1) Uma vez, acho que em 1997, eu ia passando à noite pela 7 de Abril quando Mário Covas saiu de um carro que acabava de encostar. Estava acompanhado de outros dois sujeitos. Ele não me reconheceu.
2) Antes, talvez em 1985, eu ia entrando pela rua Carolina Fonseca, em Itaquera, num sábado à tarde, e, montado num terreno meio baldio quase na esquina da Pires do Rio, havia um palanque pequeno – pequeno mesmo – onde um José Serra soturno, de braços cruzados, se preparava para comiciar a uns gatos pingados. Um cabo eleitoral gordinho regia, com sorriso de sátiro, até lingüinha de fora, um coro fraco de “Serra! Serra!”. Ainda desta vez não fui reconhecido.

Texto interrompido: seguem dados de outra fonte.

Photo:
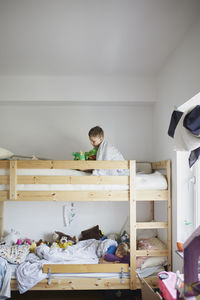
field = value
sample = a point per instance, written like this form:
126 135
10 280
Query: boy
105 151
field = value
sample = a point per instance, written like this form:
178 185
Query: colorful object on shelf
78 155
167 281
91 155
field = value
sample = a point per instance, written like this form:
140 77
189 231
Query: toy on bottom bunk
91 233
63 240
119 254
11 238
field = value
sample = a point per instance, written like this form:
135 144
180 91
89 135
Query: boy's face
95 140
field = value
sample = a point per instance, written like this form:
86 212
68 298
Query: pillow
14 254
5 153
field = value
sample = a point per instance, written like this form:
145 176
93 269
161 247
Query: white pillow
5 153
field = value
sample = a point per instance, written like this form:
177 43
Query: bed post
13 180
169 230
2 214
132 185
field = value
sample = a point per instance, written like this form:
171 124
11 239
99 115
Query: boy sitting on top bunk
105 151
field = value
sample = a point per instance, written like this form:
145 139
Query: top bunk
54 180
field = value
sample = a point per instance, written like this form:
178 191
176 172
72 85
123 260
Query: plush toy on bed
91 155
11 238
62 238
78 155
91 233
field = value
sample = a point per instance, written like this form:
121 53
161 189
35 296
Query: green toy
78 155
91 155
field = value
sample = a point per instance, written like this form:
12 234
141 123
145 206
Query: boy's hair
96 131
123 248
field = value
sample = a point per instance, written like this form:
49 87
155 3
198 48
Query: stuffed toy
78 155
33 246
91 233
65 238
91 155
11 238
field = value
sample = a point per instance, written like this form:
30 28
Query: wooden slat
71 164
67 283
85 268
4 195
13 180
151 252
132 225
156 195
159 165
70 283
72 196
4 179
4 164
150 225
151 280
37 179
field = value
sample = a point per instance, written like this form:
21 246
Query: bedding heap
29 266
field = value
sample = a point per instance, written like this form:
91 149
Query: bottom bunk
57 269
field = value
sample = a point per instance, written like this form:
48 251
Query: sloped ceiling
91 37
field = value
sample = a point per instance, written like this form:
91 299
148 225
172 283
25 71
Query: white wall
77 88
177 83
55 131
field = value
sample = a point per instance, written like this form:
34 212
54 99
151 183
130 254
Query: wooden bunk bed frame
132 196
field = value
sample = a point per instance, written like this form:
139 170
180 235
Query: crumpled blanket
5 277
30 273
108 152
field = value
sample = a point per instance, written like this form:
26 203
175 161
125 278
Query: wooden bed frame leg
132 200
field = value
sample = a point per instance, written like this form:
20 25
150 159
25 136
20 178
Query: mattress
153 181
145 272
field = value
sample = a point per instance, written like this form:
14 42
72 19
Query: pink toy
19 242
167 281
27 241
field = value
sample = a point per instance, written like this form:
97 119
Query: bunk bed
130 194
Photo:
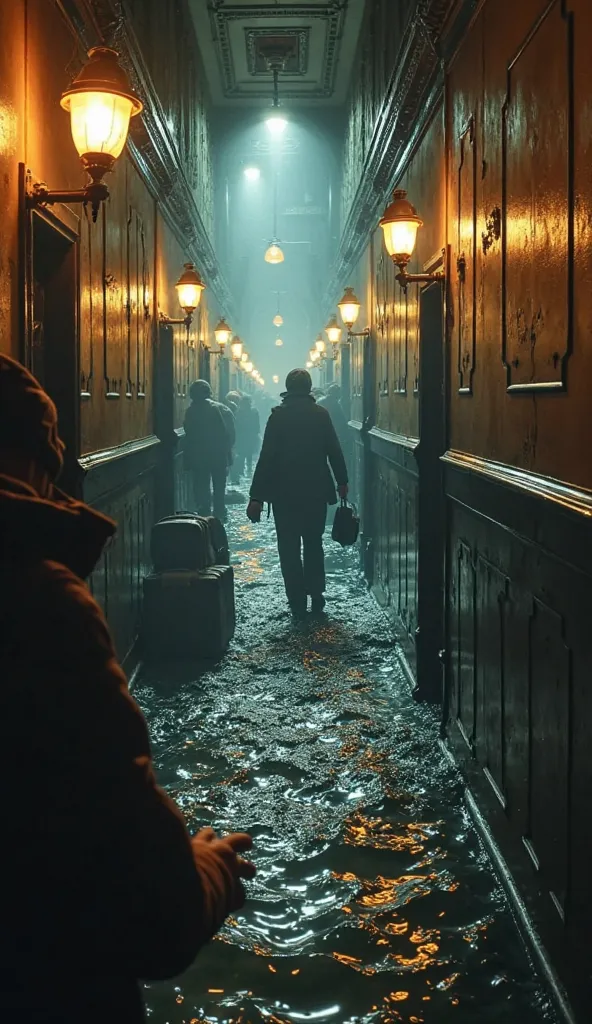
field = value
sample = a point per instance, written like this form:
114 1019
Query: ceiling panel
318 38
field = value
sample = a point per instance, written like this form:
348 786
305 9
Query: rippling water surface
374 901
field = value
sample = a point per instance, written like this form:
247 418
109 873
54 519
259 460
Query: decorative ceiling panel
316 41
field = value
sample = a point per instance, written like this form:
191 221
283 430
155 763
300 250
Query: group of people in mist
300 470
103 885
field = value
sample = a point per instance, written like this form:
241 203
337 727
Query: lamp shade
189 288
333 331
349 307
273 254
399 224
222 333
100 102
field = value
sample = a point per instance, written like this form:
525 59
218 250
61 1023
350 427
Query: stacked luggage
188 599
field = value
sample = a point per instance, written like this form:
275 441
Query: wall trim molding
109 469
150 142
567 499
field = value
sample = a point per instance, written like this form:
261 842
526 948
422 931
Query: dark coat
298 446
99 886
207 439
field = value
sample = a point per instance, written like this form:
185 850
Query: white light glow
276 125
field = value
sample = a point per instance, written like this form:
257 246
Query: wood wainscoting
518 671
121 482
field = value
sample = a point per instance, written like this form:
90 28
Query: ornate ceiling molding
221 14
414 91
150 140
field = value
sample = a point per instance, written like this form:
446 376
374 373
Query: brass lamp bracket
95 193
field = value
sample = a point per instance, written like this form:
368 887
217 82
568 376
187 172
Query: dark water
374 901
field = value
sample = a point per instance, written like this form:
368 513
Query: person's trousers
299 526
208 479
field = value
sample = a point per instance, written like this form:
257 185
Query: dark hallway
272 262
374 899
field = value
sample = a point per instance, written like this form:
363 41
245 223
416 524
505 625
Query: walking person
293 474
248 433
103 886
208 446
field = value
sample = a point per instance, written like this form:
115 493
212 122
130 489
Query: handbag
345 525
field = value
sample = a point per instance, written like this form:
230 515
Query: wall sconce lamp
189 288
222 334
349 307
399 223
100 102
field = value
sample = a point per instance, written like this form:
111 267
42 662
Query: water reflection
374 902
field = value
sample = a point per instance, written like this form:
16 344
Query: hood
58 529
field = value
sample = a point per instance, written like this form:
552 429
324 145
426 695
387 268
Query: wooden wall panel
527 90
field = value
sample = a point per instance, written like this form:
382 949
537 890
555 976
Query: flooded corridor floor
374 900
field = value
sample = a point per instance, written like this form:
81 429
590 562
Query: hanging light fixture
399 225
189 288
100 102
222 334
333 331
273 253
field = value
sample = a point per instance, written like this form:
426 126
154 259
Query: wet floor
374 901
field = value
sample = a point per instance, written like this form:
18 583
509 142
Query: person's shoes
298 609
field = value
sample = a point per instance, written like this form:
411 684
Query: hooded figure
293 474
208 446
102 883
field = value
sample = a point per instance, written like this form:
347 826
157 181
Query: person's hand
226 852
254 510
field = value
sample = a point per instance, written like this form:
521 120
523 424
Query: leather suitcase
219 541
181 542
188 614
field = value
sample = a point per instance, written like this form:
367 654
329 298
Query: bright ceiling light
276 125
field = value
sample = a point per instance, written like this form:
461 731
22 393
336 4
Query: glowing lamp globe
100 102
349 307
333 331
273 254
222 334
399 223
189 288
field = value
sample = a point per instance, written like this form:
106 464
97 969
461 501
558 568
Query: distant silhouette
293 474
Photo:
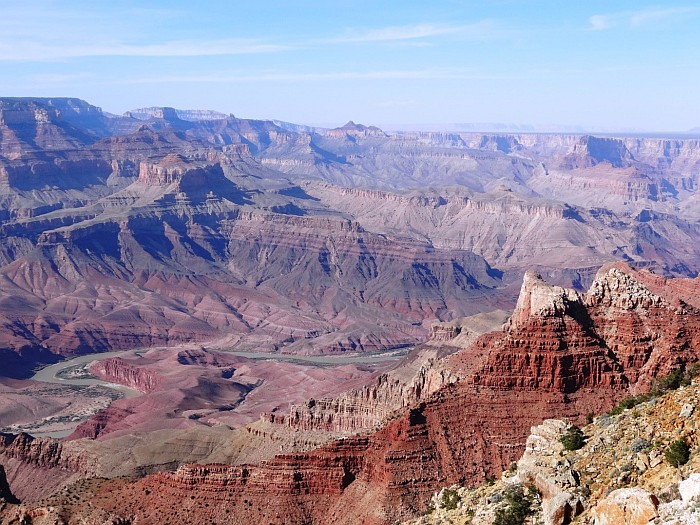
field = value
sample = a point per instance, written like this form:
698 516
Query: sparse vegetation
673 381
449 500
516 509
573 439
678 453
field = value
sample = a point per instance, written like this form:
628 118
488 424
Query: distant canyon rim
197 242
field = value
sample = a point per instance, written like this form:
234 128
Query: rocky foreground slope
621 475
563 354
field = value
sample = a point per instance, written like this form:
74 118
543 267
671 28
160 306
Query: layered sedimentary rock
558 357
118 371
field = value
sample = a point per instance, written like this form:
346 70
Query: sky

3) Depois disso, em 2002, na greve dos cem dias, Marilena Chauí, sentada numa cadeirinha posta naquela praça da Portaria 1 da USP, com a ajuda de um microfone e uma caixa de som, dizia aos alunos que “faltava Lênin” na tal greve deles. Me persignei e fui em frente. Ela, comme d’habitude, não me reconheceu.

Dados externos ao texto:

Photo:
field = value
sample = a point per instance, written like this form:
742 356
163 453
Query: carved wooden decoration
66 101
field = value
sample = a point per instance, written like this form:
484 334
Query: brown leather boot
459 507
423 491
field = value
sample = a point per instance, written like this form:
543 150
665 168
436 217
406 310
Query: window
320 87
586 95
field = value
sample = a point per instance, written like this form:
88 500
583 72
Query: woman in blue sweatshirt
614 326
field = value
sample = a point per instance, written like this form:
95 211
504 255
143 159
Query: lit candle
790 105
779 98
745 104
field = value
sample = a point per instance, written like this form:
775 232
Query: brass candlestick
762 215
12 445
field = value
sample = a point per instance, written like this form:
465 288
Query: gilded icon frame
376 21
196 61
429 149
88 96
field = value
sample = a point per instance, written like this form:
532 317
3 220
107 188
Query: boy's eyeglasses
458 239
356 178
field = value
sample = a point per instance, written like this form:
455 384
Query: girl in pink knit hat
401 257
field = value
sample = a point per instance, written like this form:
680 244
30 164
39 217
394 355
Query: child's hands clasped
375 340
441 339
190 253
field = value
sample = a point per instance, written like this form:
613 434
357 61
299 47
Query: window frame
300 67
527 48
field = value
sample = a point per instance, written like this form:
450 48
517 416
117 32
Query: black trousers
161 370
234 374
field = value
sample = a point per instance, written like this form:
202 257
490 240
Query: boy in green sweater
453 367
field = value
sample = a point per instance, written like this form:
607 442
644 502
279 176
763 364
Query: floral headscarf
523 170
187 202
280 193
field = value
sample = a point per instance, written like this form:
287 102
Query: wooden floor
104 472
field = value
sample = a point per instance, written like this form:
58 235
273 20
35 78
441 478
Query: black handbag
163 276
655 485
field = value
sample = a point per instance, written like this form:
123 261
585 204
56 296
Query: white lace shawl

4) Inverno de 2004, eu estava na Paulista, hora de armôço, perto da Kalunga, quando uma bela mulher de vestidão vermelho, ar vestal, voz baixa e modos doces passava cumprimentando pessoas: era a doutora Havanir. Claro que não me reconheceu.
5) No casamento de um amigo, mais precisamente no restaurante da recepção, estava o Genoíno. Já contei aqui: ele se senta como presidiário, queixo no peito, olhando de baixo para todos os lados. Me cumprimentou com as sobrancelhas, mas é evidente que também não me reconheceu: cumprimenta todos por puro medo.

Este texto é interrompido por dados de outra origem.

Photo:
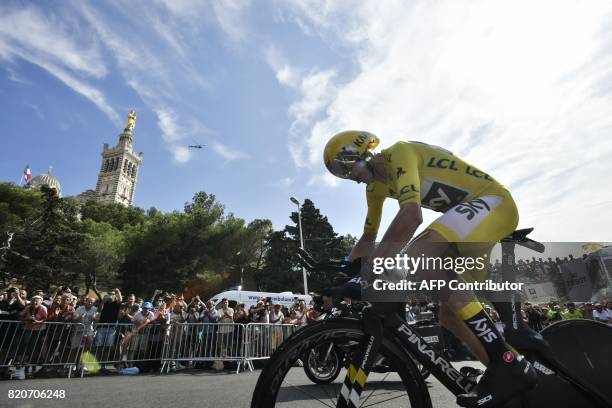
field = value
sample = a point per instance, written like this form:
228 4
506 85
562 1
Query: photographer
535 316
34 317
224 332
12 305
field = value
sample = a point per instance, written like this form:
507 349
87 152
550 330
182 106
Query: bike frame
441 368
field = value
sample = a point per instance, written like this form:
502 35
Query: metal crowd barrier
122 344
61 345
198 342
51 346
262 339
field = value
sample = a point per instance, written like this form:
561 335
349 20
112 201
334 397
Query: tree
114 214
282 271
48 247
198 251
19 208
102 253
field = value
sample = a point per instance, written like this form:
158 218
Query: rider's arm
409 216
365 245
363 248
400 231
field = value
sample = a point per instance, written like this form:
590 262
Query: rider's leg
449 319
471 324
474 227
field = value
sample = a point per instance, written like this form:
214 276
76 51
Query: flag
27 174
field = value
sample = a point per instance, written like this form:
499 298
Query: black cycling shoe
501 382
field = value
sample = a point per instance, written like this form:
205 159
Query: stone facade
119 171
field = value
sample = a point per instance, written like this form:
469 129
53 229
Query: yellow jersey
427 175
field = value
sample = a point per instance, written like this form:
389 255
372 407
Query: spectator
179 314
192 315
276 319
12 305
224 332
301 314
85 314
587 310
602 315
256 312
132 306
554 313
107 320
142 318
571 312
180 299
535 317
240 315
210 313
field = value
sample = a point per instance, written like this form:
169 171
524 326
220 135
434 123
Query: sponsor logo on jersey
442 197
439 163
508 356
409 188
483 330
360 139
471 208
472 171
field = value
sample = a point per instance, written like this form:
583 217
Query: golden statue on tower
129 127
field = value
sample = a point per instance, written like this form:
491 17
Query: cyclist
477 209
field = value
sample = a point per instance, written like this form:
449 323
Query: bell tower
119 171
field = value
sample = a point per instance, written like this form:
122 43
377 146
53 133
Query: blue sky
522 90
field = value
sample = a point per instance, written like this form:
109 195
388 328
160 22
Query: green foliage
17 206
115 214
282 271
201 250
45 250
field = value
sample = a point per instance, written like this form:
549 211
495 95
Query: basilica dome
46 179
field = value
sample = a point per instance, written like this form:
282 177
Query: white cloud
48 38
230 15
16 77
525 96
43 40
227 152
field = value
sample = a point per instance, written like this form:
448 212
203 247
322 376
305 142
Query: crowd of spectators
100 317
106 320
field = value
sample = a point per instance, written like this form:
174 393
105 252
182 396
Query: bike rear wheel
280 385
582 346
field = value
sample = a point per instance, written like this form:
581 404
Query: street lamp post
297 203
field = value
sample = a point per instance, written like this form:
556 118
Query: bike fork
363 359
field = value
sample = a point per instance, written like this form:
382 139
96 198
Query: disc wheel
280 384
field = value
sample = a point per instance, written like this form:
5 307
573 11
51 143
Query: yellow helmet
344 149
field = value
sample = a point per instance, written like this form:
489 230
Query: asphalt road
202 389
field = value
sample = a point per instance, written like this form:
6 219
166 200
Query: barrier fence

Meu pai esteve, por acaso ou farra, no mesmo palanque do Adhemar de Barros (que achou que ele era da polícia e lhe ofereceu sinecura – true story). Minha mãe, aqui certamente por acaso, num palanque do JK (que, educado, a cumprimentou). E minha mulher perto do Ulysses Guimarães, que foi a uma festa no banco onde ela trabalhava (foi antes dele mudar de cor e se mudar pro fundo do mar). Nenhum deles foi reconhecido.
Agora percebo que só dei exemplos de não reconhecimento, mas não disse nada sobre como se faz isso. Bom, é uma expertise familiar. Não sei se dá pra ensinar. Se der, talvez eu ofereça um curso online.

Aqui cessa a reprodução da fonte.